Actually haven't posted here in so long! I took a bit of a dip in reptiles but I'm back keener than ever. Nice to see this forum is still relatively active. I've never really looked into NSW reptile licensing past R1 until now and I've emailed Parks & Wildlife with my queries but they usually take a fairly long time to reply so I thought I'd post my email here and maybe someone can give me a little information. NOTE I DO NOT PLAN ON KEEPING ELAPIDS ANY TIME SOON. Just wanted to get my head around our states licensing in general.

Hi,

Got some confusions I'd like to clear up in regards to the licensing requirements of keeping elapids in our state.

It is my understanding that to hold species in a higher category, you must have held the same type of animal in a lower category of license.

Now, there are two sections on your website that explain this; however, one section states you must have held a 'basic snake to hold an advanced snake'. This would mean after holding an Class 2 python for one year, I could apply to go up to an Class 2 Category 1 elapid (for example a red-belly black snake) assuming I meet all the other criteria. Basically, I have to hold every level of license before I can move up, which implies it is all one single 'ladder'.

However, the actually Class 2 application states I can only keep higher classes of animals from the same taxonomic groups. Does this mean I must have held Class 1 and Class 2 elapids before I can progress to Class 2 Category 1? Alternatively, is Class 2 Category 1 it's own 'starting point' in that I can apply for it assuming I have held any reptile for a minimum of two years under either Class 1 or 2 and meet other criteria. This would mean I do not have to hold a Class 2 animal for me to apply for Class 2 Category 1. This would imply that Class 2 Categories are their own seperate 'ladder'.

Hope this email all makes sense, I tried my best to structure what I'm trying to understand. Any clarity you can give me would be appreciated.

Sincerely,
Jess Lyons


----------



## saximus (Mar 23, 2017)

I'll try to answer from my own experience with the system (I have R4 so have successfully managed to get through this process three times).

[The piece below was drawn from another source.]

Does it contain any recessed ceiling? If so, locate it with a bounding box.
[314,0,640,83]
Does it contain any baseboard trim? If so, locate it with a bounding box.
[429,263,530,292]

Before applying for R3, the only snakes I owned were pythons - no R1 or R2 elapids. So in my R3 application, all I said was "I have over two years experience in the care and handling of class 1 animals."

The same type of animal thing is only going from R1 to R2. Since R3 and above only contains snakes anyway, it simply refers to "experience in the care and handling of reptiles in a lower category". 

Hope that helps a bit. Note, the last time I upgraded was 2013 but the application doesn't look like it's changed at all.


----------



## Operation-Goanna (Mar 23, 2017)

And I fought the Vic licencing was hard to get used to..


----------



## Smittiferous (Mar 24, 2017)

Not sure if sarcasm?


----------



## eipper (Apr 3, 2017)

As I understand it you need to hold a licence prior to getting your tier 1 elapid, you need to hold it for 12 months before moving to the next level


----------



## Varanoidea (Apr 4, 2017)

saximus said:


> I'll try to answer from my own experience with the system (I have R4 so have successfully managed to get through this process three times).
> 
> Before applying for R3, the only snakes I owned were pythons - no R1 or R2 elapids. So in my R3 application, all I said was "I have over two years experience in the care and handling of class 1 animals."
> 
> ...



Got this reply from the gov today:

Advanced Category 1 (R3), Advanced Category 2 (R4) and Advanced Category 3 (R5) are all for elapidae so you would need to have kept snakes on the previous licences and held each category of elapidae from R2 for one year prior to applying for the next category.



So you would need to have held snakes on Class 1 for two years, then each category for one year to upgrade to the top.


So they are implying the opposite in that I have to have to have kept things like golden crowns which I think is ridiculous...


----------